Here are the directions for turning off link prefetching in Firefox. Google Web Accelerator should be completely uninstalled to prevent prefetching.

These are just the things I can come up with for preventing accidental ensnarement in this despicable FBI trap. I’d appreciate any more tips and tricks for preventing you might have.

Also, for those with a larger interest in security, I highly recommend Security Now! with Steve Gibson and Leo Laporte. It’s a weekly podcast that deals solely with security, and the archives are a wealth of information.

(If you have a few minutes, please come by and check out the new blog at

  • tarran

    I am surprised that they left out a very important part of wireless security: MAC address filtering – only permitting the access point to only communicate with specific wireless cards.

    Put this in place, and even your unencrypted network is safe from the dreaded war-driving pervert.

  • Quincy

    tarran –

    MAC address filtering is too easily defeated to be relied upon. All it takes is someone using a packet sniffer to find some ARP packets, which contain the MAC address, and then spoofing said MAC address to gain access.

    Like WEP, it does offer a layer of security, but only a trivial one. I absolutely don’t recommend that it be relied upon in place of WPA encryption.

  • Nitroadict

    This is exactly why WI-FI is not the smartest way to use @ home on a computer that’s constantly on. The only devices that I feel comfortable using WI-FI with is gaming consoles, as typically they are not fully fledged computers that house sensitive information.

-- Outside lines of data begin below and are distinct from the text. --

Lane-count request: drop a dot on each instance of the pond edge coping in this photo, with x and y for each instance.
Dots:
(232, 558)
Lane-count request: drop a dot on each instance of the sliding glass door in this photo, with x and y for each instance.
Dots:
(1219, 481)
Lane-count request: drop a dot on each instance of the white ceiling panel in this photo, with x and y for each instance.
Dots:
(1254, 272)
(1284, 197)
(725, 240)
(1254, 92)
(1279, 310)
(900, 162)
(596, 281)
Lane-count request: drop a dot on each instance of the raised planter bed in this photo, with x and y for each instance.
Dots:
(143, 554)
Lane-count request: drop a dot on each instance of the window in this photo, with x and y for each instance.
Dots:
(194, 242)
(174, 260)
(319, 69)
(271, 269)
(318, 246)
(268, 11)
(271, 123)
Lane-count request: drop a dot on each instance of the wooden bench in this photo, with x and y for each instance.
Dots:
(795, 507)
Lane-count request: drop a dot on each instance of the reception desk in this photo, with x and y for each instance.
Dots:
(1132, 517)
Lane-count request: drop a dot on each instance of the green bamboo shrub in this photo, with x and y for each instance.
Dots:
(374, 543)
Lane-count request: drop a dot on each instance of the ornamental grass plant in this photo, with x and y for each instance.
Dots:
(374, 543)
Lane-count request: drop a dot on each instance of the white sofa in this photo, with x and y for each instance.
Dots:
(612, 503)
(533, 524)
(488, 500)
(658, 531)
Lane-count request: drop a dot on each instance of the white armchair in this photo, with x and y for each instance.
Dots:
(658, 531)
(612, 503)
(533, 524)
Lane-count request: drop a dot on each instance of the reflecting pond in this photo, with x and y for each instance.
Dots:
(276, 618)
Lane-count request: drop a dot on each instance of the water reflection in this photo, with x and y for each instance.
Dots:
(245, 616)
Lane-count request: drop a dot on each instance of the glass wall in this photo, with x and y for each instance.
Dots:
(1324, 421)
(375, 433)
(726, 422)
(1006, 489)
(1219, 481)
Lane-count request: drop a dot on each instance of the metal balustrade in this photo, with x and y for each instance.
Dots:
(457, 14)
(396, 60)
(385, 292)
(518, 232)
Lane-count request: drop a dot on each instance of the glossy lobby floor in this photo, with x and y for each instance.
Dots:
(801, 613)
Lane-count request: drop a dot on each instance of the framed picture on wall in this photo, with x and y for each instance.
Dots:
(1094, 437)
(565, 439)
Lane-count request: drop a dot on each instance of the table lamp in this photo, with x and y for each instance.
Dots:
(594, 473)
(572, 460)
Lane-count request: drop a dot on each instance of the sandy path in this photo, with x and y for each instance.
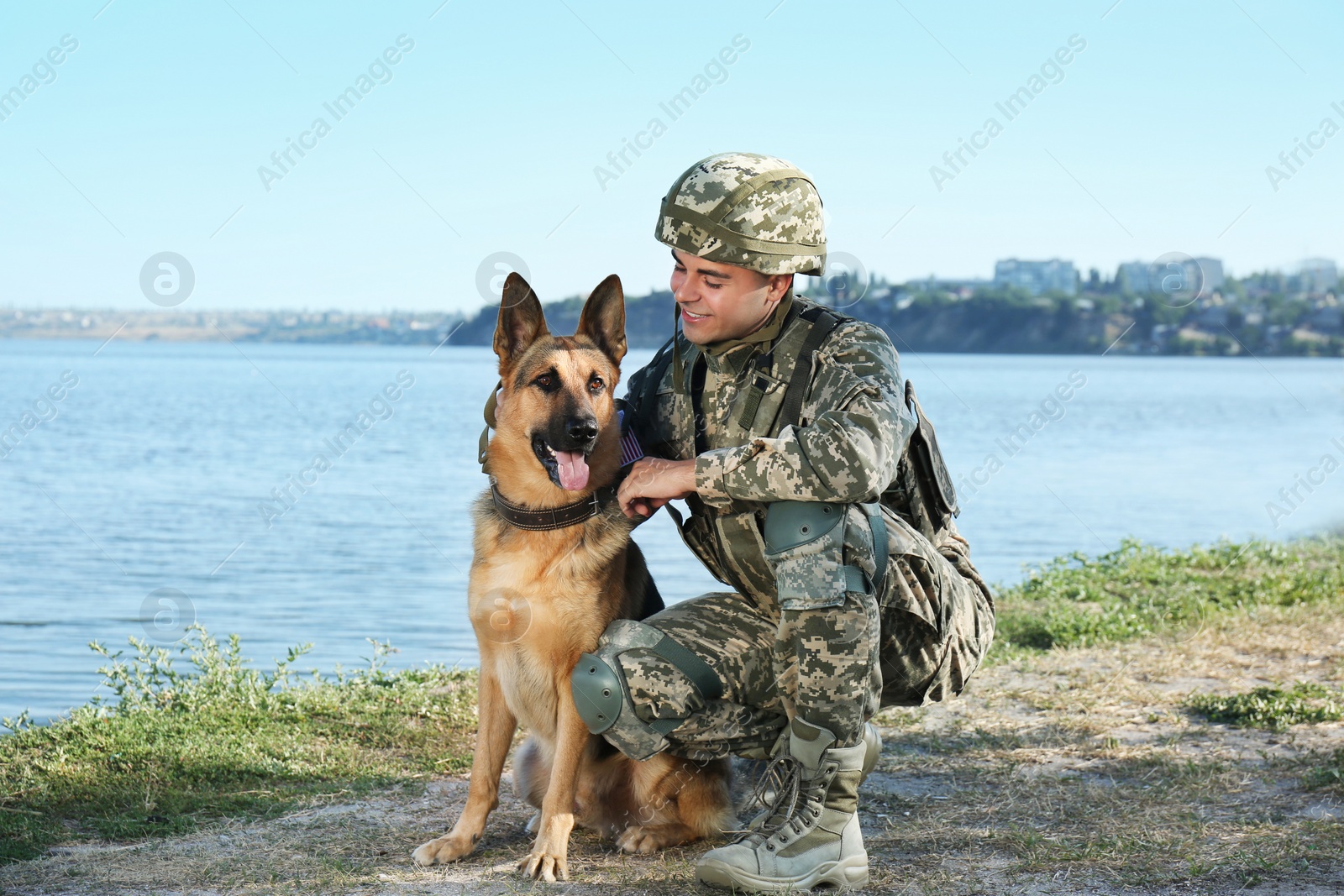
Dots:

    LAN is and always will be the best way to go; at least until something similar to LAN makes the rounds.

  • tarran

    MAC address filtering is too easily defeated to be relied upon.

    Damn, now I am really embarrassed. I should have known that…

  • Nitroadict

    Last I checked, LAN & a NAT worked pretty well. I don’t worry as much since switching to Ubuntu, but I should probably read up on making my own separate linux firewall box out of cheap parts…

  • Quincy

    Nitro –

    A hard-wired LAN and NAT router are absolutely the best way to go if you can run the cable, both in terms of security and performance. That said, a WiFi network with WPA and a strong key is plenty trustworthy.

    tarran –

    The weakness of MAC address filtering has not been widely publicized, as far as I know, though it certainly should be. A lot of people still believe MAC address filtering and turning off SSID broadcasting are adequate security measures.

    My first rule of security is always assume everyone has access to everything you’re sending and receiving. Address filtering never follows this rule because anyone who has access to your traffic can see the address. In the case of MAC address filtering, the combination of WiFi packet sniffers and MAC address spoofing lead to a trivial crack.

  • Scooby

    What about MAC filtering, no SSID broadcast, and WPA? Is that safe? I ask because that’s my setup at home.

  • Quincy

    Scooby –

    As long as the WPA network has a secure key, i.e. greater than 20 characters and not composed of dictionary words, you’ll be fine with that setup.